[Tutor] two questions..

dman dsh8290@rit.edu
Wed, 14 Nov 2001 18:11:16 -0500


On Wed, Nov 14, 2001 at 12:39:08PM -0800, Israel Evans wrote:
| 	
| 
| Hello everyone...  I'm stumped by what are probably two simple questions
| that may be aimed at OOP more than Python but since I'm using the language,
| I'll need to know how python handles these sorts of things.
| 
| 
| anyway, here goes...
| 
|  1.     If I have a hierarchy of classes, the children of which derive a
| particular attribute from an attribute present in the parent, and I want to
| set up a distribution pattern for that attribute to determine which children
| get what amounts of said attribute, how do I alter that pattern for one
| particular child and still save the original pattern for later use.  This
| would be something like adding a temporary modifier to the chosen child that
| can be removed at a later date.  

Some of this is a bit confusing to me :
    if an attribute is defined in a base class, all instances of
    subclasses will have that attribute.

    if that attribute is an *instance attribute* then each instance
    has its own copy and can be changed without affecting other
    instances

    if the attribute is a *class attribute* ("static" in C++ and Java)
    then it is shared by all instances because the attribute belongs
    in the class.
 
|     To restate, how does one add a modifier to an object that can later be
| removed.  I'd also like to access a list of these modifiers.

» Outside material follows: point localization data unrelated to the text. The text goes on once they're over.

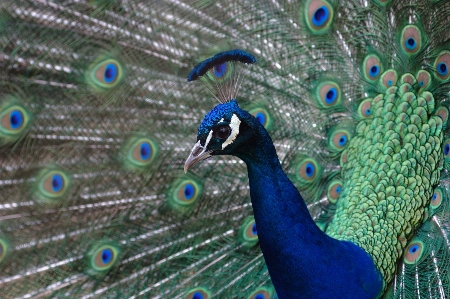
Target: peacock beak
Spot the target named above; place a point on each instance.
(198, 153)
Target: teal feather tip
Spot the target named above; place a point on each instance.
(198, 293)
(437, 198)
(329, 95)
(334, 190)
(308, 171)
(372, 67)
(411, 40)
(184, 193)
(318, 15)
(338, 139)
(248, 234)
(262, 293)
(140, 152)
(442, 65)
(14, 120)
(51, 185)
(388, 79)
(105, 74)
(102, 257)
(365, 109)
(414, 251)
(424, 80)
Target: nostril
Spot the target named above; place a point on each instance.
(197, 151)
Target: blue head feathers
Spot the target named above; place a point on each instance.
(219, 131)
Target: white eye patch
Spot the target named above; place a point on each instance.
(234, 125)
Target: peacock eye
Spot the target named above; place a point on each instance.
(222, 132)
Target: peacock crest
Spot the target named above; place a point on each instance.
(97, 119)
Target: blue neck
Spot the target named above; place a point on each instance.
(303, 262)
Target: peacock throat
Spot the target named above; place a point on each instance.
(389, 172)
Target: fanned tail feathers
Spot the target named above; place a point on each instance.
(97, 118)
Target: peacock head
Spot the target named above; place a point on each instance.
(225, 128)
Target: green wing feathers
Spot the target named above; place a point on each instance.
(97, 119)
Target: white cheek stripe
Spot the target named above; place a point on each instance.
(208, 139)
(234, 124)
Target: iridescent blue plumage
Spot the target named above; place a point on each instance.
(303, 261)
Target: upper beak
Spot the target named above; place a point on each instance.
(198, 153)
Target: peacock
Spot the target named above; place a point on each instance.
(321, 171)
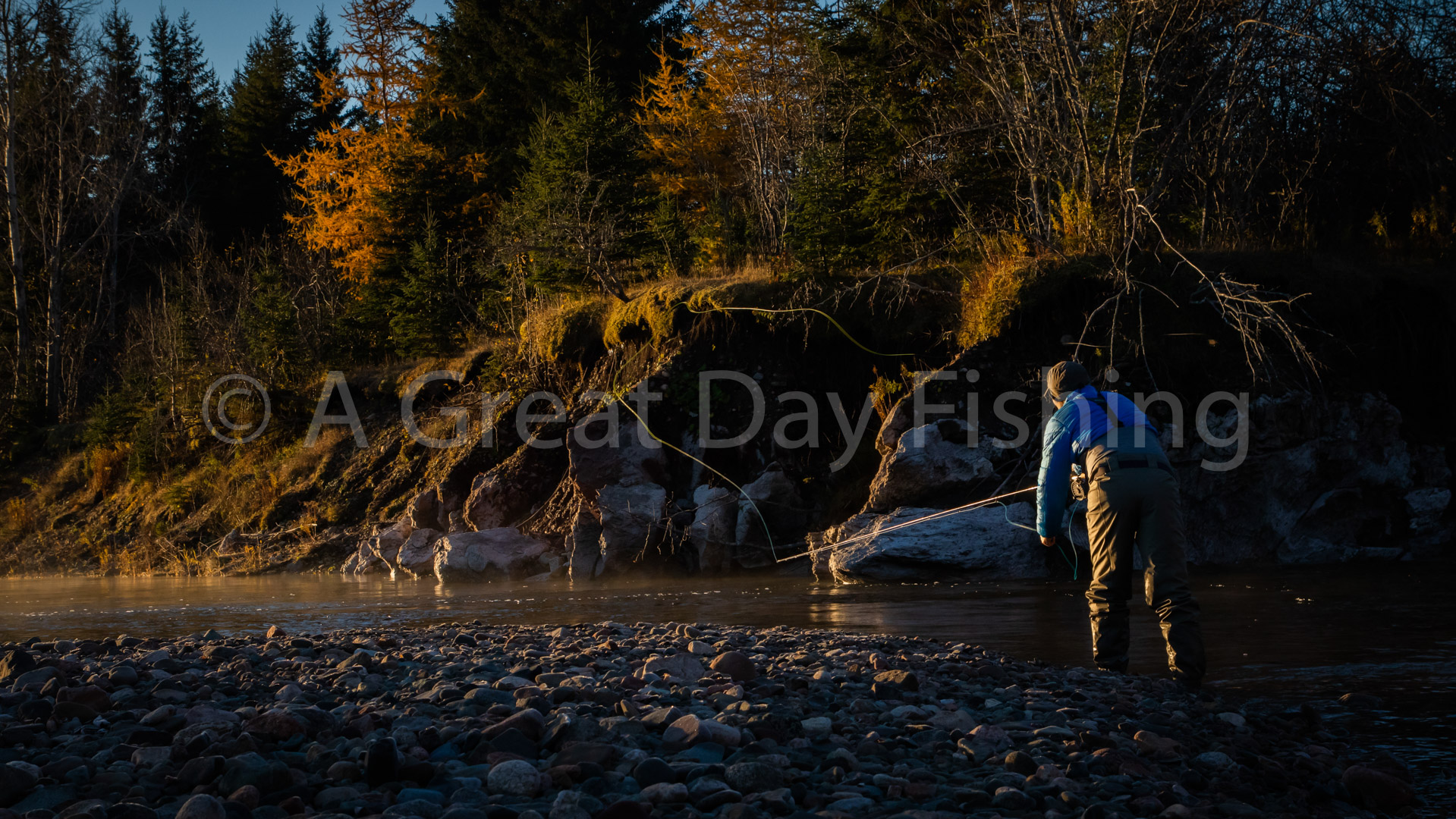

If you want to restore the old value of a reference, you need to store
the old value somewhere before overwriting it.


Hmm, suppose you had :

class B :
    cmember = 1

class C( B ) :
    def foo( self ) :
        print self.cmember
    def bar( self ) :
        self.cmember = 5
    def baz( self ) :
        del self.cmember

>>> o = C()
>>> o.foo()
1
>>> o.bar()
>>> o.foo()
5
>>> o.baz()
>>> o.foo()
1
>>>


Is this what you are looking for?

What happens here is the class object "B" has an attribute named
"cmember".  In the first call to foo(), the search for self.cmember
finds B.cmember first.  When I called bar() I created a reference in
the instance (not the class) and gave it a value.  Thus the next call
to foo() finds self.cmember first, and never gets to B.cmember (which
hasn't changed).  Then I delete that reference in baz() so that foo()
finds B.cmember like it did the first time.

| 2.    This one is really making my head hurt at the moment.   When I have
| two objects that come with their own attribute and functions, and make them
| work together, that third thing is something like a new object, but what
| about the particular point at which the two objects connect?   Take for
| example the upper arm and the lower arm.  Where they connect is called the
| elbow.  Would this be a separate object?  Would the Arm object be compose of
| these along with the hand, wrist and shoulder?  When the lines between
| objects get fuzzy, what do you do?

I think you mean :

class A :
    def a( self ) :
        print "a"

class B :
    def b( self ) :
        print "b"

class Composer : # note, no inheritance
    def __init__( self ) :
        self._a = A()
        self._b = B()

    def a( self ) :
        print "composer a"
        self._a.a()
        print "composer a some more"

    def b( self ) :
        print "composer b"
        self._b.b()
        print "composer b some more"

o = Composer()

You want to know what the Composer instance is?  It is just an object.
The fact that is uses composition instead of inheritance is mainly an
implementation detail.  Often times, though, composition is preferred
over inheritance because it reduces icky inheritance trees.  In
python, composition is much easier since __getattr__ and __setattr__
can be written to automatically defer implementation to the internal
objects without actually writing all the methods.

I highly recommend the book "Design Patterns" by the Gang of Four (so
they're called, I forget their real names).  It discusses many design
patterns for OO software.  One of the patterns is called "Composite"
which is similar to (though not exactly) what is shown above.